Sunday, October 2, 2022

October 2: The Mystic (1925)

 



I can't help but get some Tod Browning entries here early in Spooktober. Browning arguably became one of the earliest (at least in America) directors associated with the horror genre. Today we have everyone from John Carpenter to Ari Aster, David Cronenberg to James Wan, Tobi Hooper to Robert Eggers, and the list goes on. And while the world of cinema had Méliès from France, Murnau from Germany, George Albert Smith and even the up and coming Alfred Hitchcock (not known for his dark side until the 1930's) from Britain; the U.S. had no directors that were closely associated with the genre. Sure, there are American horror films from the 1910's and very early 1920's, but Brownings turn toward the dark side in the 1920's cemented in his own mind a desire to present truly gothic cinema and films with darker elements. This may have been in no small way to do with his close association with Lon Chaney. Known for good reason as "the man of a thousand faces," due to his talented proficiency in self applying the heavy make-up for roles that called for complete physical transformation. But, it should also be pointed out that Browning often let Chaney inhabit roles that did not require heavy make-up at all, thus both allowing him to bring more psychological sophistication to sinister parts and prove that he was an absolute acting talent, with our without the make-up bag. By the time The Mystic was made however, Browning was just beginning to make this turn and had only The Unholy Three as his only well known  Chaney film under his belt to date. He did not work with Chaney here, presumably because Chaney, was off making The Monster with Roland West. Instead we have Conway Tearle (as Michael Nash aka "the bad guy") in a supporting male role behind star Aileen Pringle as Zara (the mystic). She shines in the role and completely elevates the entire film from crime concept and conceit, to a real believable drama with real humanity and pathos. This is good, because without some added sophistication, the plot is overly simple and was nothing new.  It's the old "Gypsy medium" vehicle, with a the slight plot twist of having a group of Hungarian "gypsies" imported by an American criminal "mastermind" (Tearle) to swindle an heiress out of her valuable jewels to (for Zara, of course), and sign over her other holdings him.
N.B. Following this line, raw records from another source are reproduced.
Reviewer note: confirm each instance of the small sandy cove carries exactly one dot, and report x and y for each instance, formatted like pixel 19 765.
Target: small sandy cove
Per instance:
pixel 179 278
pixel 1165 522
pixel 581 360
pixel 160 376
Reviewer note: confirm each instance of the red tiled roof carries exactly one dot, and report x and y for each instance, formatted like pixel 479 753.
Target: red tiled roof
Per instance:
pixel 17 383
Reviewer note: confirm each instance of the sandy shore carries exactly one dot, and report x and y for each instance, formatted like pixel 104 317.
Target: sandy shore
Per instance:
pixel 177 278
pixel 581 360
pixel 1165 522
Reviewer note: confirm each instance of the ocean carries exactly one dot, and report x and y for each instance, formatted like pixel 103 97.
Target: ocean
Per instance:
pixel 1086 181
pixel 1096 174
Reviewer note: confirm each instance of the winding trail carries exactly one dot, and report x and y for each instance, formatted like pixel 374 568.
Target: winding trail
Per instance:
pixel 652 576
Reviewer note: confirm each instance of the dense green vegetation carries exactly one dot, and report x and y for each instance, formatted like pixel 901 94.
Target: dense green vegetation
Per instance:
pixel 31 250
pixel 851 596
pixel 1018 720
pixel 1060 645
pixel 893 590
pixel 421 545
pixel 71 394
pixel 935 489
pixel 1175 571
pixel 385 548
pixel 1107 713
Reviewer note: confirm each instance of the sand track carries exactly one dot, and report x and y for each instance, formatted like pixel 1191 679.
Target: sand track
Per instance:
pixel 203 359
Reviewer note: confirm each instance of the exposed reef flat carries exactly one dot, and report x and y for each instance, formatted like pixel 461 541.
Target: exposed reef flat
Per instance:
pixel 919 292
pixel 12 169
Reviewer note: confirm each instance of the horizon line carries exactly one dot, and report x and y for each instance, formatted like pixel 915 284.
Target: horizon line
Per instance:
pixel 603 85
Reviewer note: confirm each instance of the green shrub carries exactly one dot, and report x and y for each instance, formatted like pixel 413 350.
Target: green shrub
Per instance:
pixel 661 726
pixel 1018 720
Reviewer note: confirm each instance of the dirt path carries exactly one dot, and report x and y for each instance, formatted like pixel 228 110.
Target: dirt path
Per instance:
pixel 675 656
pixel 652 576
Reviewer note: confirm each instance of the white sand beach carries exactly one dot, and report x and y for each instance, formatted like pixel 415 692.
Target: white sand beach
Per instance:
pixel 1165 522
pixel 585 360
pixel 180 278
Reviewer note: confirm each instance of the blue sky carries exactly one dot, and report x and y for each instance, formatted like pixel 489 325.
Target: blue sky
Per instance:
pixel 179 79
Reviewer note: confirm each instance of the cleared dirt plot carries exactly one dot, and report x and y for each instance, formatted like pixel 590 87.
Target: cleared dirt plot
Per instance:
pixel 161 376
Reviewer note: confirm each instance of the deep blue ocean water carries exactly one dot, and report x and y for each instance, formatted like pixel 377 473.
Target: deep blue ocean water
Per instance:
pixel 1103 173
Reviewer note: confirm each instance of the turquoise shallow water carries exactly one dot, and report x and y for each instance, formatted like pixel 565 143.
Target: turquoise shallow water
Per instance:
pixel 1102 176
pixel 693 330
The plot is certainly racist by today's standards (and it was back then too, that was part of the point; adding the supposed element of criminality, that the Roma (e.g. "gypsies") were equated with criminal behavior far and wide--it was just considered acceptable racism). It was a plot that hung on longer than it should have, having even shown up in my lifetime in a Scooby-Doo episode "A Gaggle of Galloping Ghosts" (to be sure, by this time the racism is put off onto the character who is using the Gypsy disguise to ward off the Scooby Gang).  But....,yes, BUT, this is a Tod Browning film and he rarely disappoints. The screenplay was an adaptation of his own story (adapted for the screen by Waldemar Young), and it had a number of strange twists and darker elemental flares and, of course, the filming is excellent. The sets, costume design and atmospherics are all beautiful to look at, but are in no way distracting from the story (which the viewer is in on from the beginning). Working the cinematographer Ira Morgan, who was by 1925, a seasoned DP veteran, Browning was able to produce a film full of (melo)drama that was not cliched. And it stands the test of time. It is not a silent horror film, but it's dark and moody enough to warrant a place in any Spooktober silent lineup.





Browning plot point of trivia: there is performative knife throwing at the beginning of the film--foreshadowing Browning's The Unknown two years later--with Chaney back in the lead, opposite a very young Joan Crawford.